How to Set Up Periodic / Scheduled Tasks¶
This guide explains how to configure periodic (cron-like) task execution with pico-celery using Celery Beat.
Overview¶
pico-celery handles task definition and registration through @task and PicoTaskRegistrar. Periodic scheduling is handled by Celery Beat, Celery's built-in scheduler. The two work together: you define tasks with pico-celery, then configure Beat to invoke them on a schedule.
Step 1: Define the Task¶
Create a regular pico-celery worker task:
from pico_ioc import component
from pico_celery import task
@component(scope="prototype")
class ReportTasks:
def __init__(self, report_service: ReportService):
self.report_service = report_service
@task(name="tasks.generate_daily_report")
async def generate_daily_report(self):
await self.report_service.generate_and_send()
@task(name="tasks.cleanup_old_data")
async def cleanup_old_data(self, days: int = 30):
await self.report_service.cleanup(older_than_days=days)
Step 2: Configure Celery Beat Schedule¶
Add the beat schedule to your Celery configuration. You can do this through pico-ioc configuration or directly on the Celery app.
Option A: Via a Custom Factory¶
Extend CeleryFactory or add post-configuration:
from celery import Celery
from celery.schedules import crontab
from pico_ioc import component, configure
@component
class BeatConfigurator:
def __init__(self, celery_app: Celery):
self._app = celery_app
@configure
def setup_beat(self):
self._app.conf.beat_schedule = {
"daily-report": {
"task": "tasks.generate_daily_report",
"schedule": crontab(hour=8, minute=0), # every day at 08:00
},
"weekly-cleanup": {
"task": "tasks.cleanup_old_data",
"schedule": crontab(
hour=2, minute=0, day_of_week="sunday"
),
"args": (90,), # clean data older than 90 days
},
}
Option B: Via Celery Configuration File¶
Create a celeryconfig.py and reference it:
from celery.schedules import crontab
beat_schedule = {
"daily-report": {
"task": "tasks.generate_daily_report",
"schedule": crontab(hour=8, minute=0),
},
"hourly-sync": {
"task": "tasks.sync_data",
"schedule": 3600.0, # every 3600 seconds (1 hour)
},
}
timezone = "UTC"
Step 3: Run the Beat Scheduler¶
Start Celery Beat alongside your worker:
# Run worker and beat in separate processes
celery -A myapp worker --loglevel=info -P eventlet
celery -A myapp beat --loglevel=info
# Or run both in a single process (development only)
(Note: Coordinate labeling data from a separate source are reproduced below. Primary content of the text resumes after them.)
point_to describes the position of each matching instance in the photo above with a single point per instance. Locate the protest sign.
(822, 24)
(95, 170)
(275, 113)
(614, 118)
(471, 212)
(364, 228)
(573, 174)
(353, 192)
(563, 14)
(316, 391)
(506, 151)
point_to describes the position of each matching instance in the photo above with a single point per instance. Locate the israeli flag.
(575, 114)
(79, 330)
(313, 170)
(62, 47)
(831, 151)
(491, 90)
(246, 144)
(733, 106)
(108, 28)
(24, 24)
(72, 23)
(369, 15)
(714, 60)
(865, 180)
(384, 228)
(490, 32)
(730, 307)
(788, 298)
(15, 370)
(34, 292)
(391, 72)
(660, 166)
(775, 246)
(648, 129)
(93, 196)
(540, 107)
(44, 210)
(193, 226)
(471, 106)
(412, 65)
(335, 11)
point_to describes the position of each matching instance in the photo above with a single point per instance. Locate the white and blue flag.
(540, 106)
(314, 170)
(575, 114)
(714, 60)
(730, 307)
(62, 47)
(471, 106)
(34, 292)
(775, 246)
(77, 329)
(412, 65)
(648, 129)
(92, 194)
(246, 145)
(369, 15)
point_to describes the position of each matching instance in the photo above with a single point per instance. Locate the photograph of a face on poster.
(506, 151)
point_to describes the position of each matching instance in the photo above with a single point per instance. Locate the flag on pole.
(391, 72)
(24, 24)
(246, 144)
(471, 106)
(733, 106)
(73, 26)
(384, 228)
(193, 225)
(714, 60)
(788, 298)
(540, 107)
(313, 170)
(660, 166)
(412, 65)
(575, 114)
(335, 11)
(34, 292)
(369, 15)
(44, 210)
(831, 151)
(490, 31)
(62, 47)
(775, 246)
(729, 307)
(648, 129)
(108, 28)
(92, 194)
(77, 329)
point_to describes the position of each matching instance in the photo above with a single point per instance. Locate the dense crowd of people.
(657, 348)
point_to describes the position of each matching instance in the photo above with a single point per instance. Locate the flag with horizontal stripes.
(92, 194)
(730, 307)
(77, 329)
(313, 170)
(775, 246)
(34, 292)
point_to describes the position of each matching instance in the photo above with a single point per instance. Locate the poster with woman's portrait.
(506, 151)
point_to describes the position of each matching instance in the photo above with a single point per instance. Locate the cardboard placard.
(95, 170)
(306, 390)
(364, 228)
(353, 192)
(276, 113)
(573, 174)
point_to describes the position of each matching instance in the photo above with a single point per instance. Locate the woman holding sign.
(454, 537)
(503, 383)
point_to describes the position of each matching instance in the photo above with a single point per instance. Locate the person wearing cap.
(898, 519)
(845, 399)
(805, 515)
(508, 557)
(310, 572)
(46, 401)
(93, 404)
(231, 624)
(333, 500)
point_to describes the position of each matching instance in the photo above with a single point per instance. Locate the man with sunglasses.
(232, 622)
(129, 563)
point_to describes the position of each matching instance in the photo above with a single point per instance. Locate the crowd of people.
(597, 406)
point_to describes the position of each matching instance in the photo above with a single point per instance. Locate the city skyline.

celery -A myapp worker --beat --loglevel=info -P eventlet
Common Schedule Patterns¶
| Pattern | Celery Schedule Expression |
|---|---|
| Every 30 seconds | 30.0 |
| Every 5 minutes | 300.0 or crontab(minute="*/5") |
| Every hour | 3600.0 or crontab(minute=0) |
| Daily at midnight | crontab(hour=0, minute=0) |
| Weekdays at 9 AM | crontab(hour=9, minute=0, day_of_week="1-5") |
| First day of month at noon | crontab(hour=12, minute=0, day_of_month=1) |
| Every Sunday at 2 AM | crontab(hour=2, minute=0, day_of_week="sunday") |
Using a Database-Backed Schedule¶
For dynamic schedules that can be changed at runtime, use django-celery-beat or celery-redbeat:
@component
class BeatConfigurator:
def __init__(self, celery_app: Celery):
self._app = celery_app
@configure
def setup_beat(self):
self._app.conf.update(
beat_scheduler="redbeat.RedBeatScheduler",
redbeat_redis_url="redis://localhost:6379/2",
)
Passing Arguments to Periodic Tasks¶
Use args and kwargs in the beat schedule entry:
beat_schedule = {
"cleanup-90-days": {
"task": "tasks.cleanup_old_data",
"schedule": crontab(hour=3, minute=0),
"args": (90,),
"kwargs": {},
},
}
Task Execution Flow for Periodic Tasks¶
sequenceDiagram
participant Beat as Celery Beat
participant Broker as Message Broker
participant Worker as Celery Worker
participant Registrar as PicoTaskRegistrar
participant Container as PicoContainer
Beat->>Broker: Publish task message on schedule
Broker->>Worker: Deliver task message
Worker->>Registrar: Look up registered wrapper
Registrar->>Container: await container.aget(ComponentClass)
Container-->>Registrar: Fresh prototype instance
Registrar->>Registrar: await instance.method(*args)
Registrar-->>Worker: Return result Tip
Periodic tasks follow the exact same execution path as manually sent tasks. The only difference is that Celery Beat acts as the sender instead of your application code.